Karen Moore 2/9/2017
Cherish each moment with your parents, especially in their later years. It's not only your responsibility, but also something that will remain in your heart long after they are gone. And, you are providing a strong example to your children and grandchildren of how they should care for you in years to come. What an important lesson.
Pat Moon 2/11/2017
My husband and I had the (responsibility) opportunity to have his parents and my mother in our home until their lives were over. It came with much stress with my in-laws; yet within the stressful times came moments of the most tender love, and those are the moments we focus on and remember.My mother made the time she was here a true blessing. Though she continued to "mother" me, down to telling me when to wash my hands, she did need special care during the last year of her life.I was a daddy's girl, and once he was gone, I even wondered how I would feel without him being there when I went "home" to visit.
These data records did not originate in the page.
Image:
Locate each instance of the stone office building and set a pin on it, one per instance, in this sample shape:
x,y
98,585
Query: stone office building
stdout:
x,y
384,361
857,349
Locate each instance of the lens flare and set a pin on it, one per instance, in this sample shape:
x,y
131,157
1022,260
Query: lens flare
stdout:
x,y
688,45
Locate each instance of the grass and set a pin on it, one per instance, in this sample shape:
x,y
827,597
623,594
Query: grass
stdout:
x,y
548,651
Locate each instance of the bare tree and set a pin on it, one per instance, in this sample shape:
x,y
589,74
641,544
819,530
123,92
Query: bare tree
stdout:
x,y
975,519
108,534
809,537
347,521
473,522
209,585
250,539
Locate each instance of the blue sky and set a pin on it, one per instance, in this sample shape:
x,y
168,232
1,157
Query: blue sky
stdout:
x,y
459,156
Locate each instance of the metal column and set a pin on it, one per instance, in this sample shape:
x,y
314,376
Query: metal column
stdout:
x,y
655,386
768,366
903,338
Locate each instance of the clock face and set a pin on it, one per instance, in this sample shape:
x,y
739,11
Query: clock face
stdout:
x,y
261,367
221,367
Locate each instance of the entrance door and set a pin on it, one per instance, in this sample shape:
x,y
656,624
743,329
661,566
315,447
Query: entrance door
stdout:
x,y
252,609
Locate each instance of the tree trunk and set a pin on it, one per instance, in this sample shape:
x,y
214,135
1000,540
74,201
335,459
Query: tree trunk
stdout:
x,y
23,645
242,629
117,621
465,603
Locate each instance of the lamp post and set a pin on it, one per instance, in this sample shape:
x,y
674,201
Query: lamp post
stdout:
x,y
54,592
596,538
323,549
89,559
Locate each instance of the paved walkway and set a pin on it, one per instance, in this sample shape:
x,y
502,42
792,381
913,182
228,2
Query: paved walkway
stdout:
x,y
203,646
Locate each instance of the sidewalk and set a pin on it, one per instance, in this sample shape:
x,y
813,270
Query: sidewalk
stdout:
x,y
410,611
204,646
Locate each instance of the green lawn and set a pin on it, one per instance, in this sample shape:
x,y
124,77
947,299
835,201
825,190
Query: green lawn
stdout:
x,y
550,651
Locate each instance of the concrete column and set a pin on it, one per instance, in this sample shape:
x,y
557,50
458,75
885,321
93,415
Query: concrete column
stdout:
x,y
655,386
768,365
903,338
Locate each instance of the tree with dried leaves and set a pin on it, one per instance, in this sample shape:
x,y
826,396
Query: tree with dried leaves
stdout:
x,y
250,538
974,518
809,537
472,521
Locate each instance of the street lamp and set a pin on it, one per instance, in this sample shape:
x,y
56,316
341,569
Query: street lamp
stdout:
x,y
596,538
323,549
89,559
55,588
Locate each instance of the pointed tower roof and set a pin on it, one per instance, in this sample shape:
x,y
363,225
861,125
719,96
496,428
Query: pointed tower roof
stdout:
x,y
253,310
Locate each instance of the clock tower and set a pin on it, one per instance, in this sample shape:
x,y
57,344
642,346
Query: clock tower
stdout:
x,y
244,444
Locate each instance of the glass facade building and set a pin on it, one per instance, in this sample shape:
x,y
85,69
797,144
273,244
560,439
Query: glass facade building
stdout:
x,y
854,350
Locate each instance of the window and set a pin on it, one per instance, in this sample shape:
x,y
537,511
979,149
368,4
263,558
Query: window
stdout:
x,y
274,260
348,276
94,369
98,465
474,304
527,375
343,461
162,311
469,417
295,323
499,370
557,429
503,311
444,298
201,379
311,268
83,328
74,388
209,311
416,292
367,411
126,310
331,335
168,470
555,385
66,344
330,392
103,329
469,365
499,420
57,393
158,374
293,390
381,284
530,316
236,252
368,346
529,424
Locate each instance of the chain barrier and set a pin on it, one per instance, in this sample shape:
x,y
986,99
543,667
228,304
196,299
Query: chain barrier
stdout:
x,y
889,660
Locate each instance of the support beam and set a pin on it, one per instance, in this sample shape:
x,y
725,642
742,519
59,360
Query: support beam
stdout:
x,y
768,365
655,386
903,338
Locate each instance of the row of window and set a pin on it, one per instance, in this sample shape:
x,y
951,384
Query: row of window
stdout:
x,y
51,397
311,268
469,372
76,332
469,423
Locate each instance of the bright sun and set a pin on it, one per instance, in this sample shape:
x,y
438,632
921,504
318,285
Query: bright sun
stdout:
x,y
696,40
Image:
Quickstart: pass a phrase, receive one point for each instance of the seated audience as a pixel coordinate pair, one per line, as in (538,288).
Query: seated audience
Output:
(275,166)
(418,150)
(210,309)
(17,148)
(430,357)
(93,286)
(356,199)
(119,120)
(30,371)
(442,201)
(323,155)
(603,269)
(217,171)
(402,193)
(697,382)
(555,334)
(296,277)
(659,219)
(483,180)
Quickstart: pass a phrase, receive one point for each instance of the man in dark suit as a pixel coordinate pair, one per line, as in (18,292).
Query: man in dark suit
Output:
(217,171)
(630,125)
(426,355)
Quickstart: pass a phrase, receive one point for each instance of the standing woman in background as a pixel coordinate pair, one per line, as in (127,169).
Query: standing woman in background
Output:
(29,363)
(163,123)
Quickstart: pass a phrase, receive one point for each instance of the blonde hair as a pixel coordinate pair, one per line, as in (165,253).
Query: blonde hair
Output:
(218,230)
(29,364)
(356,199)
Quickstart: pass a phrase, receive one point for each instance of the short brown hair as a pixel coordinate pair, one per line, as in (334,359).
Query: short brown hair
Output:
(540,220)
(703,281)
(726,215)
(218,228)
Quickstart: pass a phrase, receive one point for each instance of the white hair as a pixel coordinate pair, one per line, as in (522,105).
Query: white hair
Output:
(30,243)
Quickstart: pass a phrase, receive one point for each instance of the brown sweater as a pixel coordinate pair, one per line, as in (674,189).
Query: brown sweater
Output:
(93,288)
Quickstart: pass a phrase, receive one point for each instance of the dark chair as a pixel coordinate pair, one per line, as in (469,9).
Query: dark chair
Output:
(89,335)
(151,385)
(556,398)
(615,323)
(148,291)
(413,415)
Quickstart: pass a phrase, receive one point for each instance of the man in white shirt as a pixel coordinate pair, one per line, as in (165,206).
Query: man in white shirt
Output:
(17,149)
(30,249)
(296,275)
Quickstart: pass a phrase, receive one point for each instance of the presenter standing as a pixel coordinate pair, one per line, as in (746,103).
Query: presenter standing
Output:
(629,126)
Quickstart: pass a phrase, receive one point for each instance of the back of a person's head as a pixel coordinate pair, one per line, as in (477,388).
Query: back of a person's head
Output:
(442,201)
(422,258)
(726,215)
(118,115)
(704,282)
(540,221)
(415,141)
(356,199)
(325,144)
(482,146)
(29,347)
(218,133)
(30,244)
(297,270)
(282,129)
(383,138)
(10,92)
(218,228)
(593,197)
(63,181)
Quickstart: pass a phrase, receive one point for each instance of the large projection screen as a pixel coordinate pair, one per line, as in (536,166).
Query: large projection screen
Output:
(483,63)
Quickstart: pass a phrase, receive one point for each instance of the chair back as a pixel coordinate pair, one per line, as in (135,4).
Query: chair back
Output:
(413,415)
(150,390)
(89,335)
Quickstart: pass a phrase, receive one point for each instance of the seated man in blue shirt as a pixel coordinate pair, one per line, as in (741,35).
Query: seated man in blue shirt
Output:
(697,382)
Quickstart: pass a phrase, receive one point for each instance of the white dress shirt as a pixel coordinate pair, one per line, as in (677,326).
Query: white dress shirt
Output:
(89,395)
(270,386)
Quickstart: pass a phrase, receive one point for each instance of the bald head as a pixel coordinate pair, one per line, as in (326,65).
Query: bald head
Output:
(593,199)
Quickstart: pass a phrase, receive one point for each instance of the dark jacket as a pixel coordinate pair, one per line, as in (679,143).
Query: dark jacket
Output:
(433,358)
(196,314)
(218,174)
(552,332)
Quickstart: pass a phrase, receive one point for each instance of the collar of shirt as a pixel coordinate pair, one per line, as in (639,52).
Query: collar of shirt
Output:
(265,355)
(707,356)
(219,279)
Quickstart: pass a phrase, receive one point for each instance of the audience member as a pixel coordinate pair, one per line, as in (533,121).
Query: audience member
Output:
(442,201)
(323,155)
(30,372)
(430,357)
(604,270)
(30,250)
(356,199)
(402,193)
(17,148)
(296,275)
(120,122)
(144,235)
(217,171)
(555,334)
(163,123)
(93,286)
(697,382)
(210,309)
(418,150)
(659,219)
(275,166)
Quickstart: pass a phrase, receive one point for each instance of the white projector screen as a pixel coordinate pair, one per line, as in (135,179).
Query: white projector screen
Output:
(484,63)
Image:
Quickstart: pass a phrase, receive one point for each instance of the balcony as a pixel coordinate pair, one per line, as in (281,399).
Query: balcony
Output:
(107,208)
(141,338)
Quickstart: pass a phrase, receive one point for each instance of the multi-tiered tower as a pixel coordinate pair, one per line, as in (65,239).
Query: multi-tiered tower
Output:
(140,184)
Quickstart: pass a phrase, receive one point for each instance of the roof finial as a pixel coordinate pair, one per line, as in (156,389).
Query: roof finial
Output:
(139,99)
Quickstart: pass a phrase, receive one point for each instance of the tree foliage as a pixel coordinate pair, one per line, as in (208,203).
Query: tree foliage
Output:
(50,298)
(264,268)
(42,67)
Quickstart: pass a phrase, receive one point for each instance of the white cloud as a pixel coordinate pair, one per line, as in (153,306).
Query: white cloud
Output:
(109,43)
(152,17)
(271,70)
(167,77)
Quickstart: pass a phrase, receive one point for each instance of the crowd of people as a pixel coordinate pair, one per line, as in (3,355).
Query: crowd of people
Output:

That was answered when I walked in the back door and there was Mom, in the kitchen, working as diligently as ever preparing a meal she knew I would love. That thought never entered my mind again.Three years later she left the place she knew as home, got rid of her car, moved to her "new" home, and NEVER said one negative thing about having to make this move.We had 5 years together, 4 of the years she had a good measure of health. Lying in her bed with her about 2 months before she died, she told me not to ever look back and think of anything but the joy we had given her. She said there was not one thing she would change. What a wonderful mother I had. She was encouraging me literally until she died.Don't think though that this was an easy thing to do. It is a responsibility. And responsibility gets difficult, exhausting, emotional. I was so fortunate to have the tender moments, the truest, unfettered expressions of love and appreciation. My parents took care of their parents and their choice was to be caregivers to the best of their abilities. So I never thought about whether I would take on that role, I mainly just wondered when.I still miss their physical presence; I cling to their spiritual presence.Pat
Dene 2/12/2017
A beautiful tribute, Pat. This is indeed the way God meant it to be, a continuing cycle of love and care.